胎盤は普通は子宮の上の方に付いているのですが、
下の方に付いていると、それが邪魔して頭が降りてこられないのです。
だからさかごになってしまうのですよ。
先日帝王切開したお母さんも、このパターンでした。

そして今日、普通に産んだお母さんの場合は、
へその緒が首に巻いていたので、さかごになったっきりだったのですよ。
これも多いパターンです。
こういう時は、経膣的に産むと、生まれる直前に心音が下がってくるので、
緊急で帝王切開をできるようにしておかなくてはなりません。
あるいは、へその緒が引っ張れて、常位胎盤早期剥離という状態になって、危険なことも有ります。
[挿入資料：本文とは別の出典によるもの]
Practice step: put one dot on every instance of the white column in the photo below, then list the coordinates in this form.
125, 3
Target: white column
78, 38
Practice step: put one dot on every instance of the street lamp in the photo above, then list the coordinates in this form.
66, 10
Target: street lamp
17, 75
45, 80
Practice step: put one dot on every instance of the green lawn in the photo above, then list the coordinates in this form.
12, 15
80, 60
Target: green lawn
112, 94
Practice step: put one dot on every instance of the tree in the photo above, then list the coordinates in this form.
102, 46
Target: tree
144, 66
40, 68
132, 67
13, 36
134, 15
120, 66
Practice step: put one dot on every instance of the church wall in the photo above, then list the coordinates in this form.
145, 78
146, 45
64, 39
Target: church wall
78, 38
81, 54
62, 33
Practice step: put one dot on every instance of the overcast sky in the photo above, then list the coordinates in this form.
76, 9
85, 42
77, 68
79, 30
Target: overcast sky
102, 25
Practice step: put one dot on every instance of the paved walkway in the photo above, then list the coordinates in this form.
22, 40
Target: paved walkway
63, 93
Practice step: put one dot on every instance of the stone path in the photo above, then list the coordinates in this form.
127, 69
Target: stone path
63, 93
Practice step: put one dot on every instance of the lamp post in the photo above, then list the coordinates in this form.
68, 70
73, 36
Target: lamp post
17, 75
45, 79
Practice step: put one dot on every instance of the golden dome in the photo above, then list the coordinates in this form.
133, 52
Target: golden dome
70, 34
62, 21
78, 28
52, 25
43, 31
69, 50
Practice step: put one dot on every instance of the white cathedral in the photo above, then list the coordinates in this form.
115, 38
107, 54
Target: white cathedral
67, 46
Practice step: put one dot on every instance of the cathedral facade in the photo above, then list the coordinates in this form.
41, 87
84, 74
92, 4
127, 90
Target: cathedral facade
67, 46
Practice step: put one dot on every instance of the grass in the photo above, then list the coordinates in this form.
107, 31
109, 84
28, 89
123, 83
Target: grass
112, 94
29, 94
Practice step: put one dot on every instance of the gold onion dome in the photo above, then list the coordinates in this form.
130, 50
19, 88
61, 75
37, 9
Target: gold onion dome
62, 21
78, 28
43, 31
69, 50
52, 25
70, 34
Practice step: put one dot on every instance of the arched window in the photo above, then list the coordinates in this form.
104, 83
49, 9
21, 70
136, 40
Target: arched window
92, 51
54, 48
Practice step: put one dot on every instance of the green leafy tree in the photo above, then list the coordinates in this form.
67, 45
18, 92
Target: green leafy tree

だからさかごになるには、それだけの理由が有るのだということも知っておいてください。
タマル産では、さかごを経膣的に産む時には、安全のために、
メトロイリーゼという方法をとります。
子宮に、水の入ったヨーヨーを入れるという方法です。

さかごで困ることは、他に何が有るでしょう?
生まれた赤ちゃんは、通常とは違う頭の形をしていますよ。
でもそんなことは1ヶ月も経てば、分からなくなります。

足の形も違うのですよ。
両足を上げて、妊娠中からVの字になったまま生まれてくるので、
生まれてからも両足を高く挙げた格好をしています。
問題は、股関節が脱臼しやすくて、先天性股関節脱臼でないかどうかを、
整形外科的に診ておいてもらった方がいいですよ。

今日外来を受診した妊婦さんなのですが、
妊娠中のさかごの方なのです。
足三里に、お灸をすえてもらってもいいか、と尋ねられるのですよ。
私は高校の時に、古典の授業で松尾芭蕉を習ったことを今でも覚えているのですが、
足三里にお灸をすえて旅をしていると書いてありましたよ。
きっと足が楽になるのでしょう。

同じような質問をされるお母さんに、たまに出会います。
さかごの大半は、放っておいても自然に治るのですから、
お灸で治ったかどうか、なんて分かりませんね。
ついでにさかご体操も、同じような意味しかありませんよ。

だって、さかごになる原因は、胎盤の位置や、へその緒の巻き具合などでしたね。
それに効くと思われますか?
ですがひょっとすると、子宮を柔らかくする効果が有って、
妊娠中期くらいの、放っておいても治るようなお母さんにとっては、
早めに治りやすくなるのかもしれませんね。
ですが、しなくても治ったのかもしれません。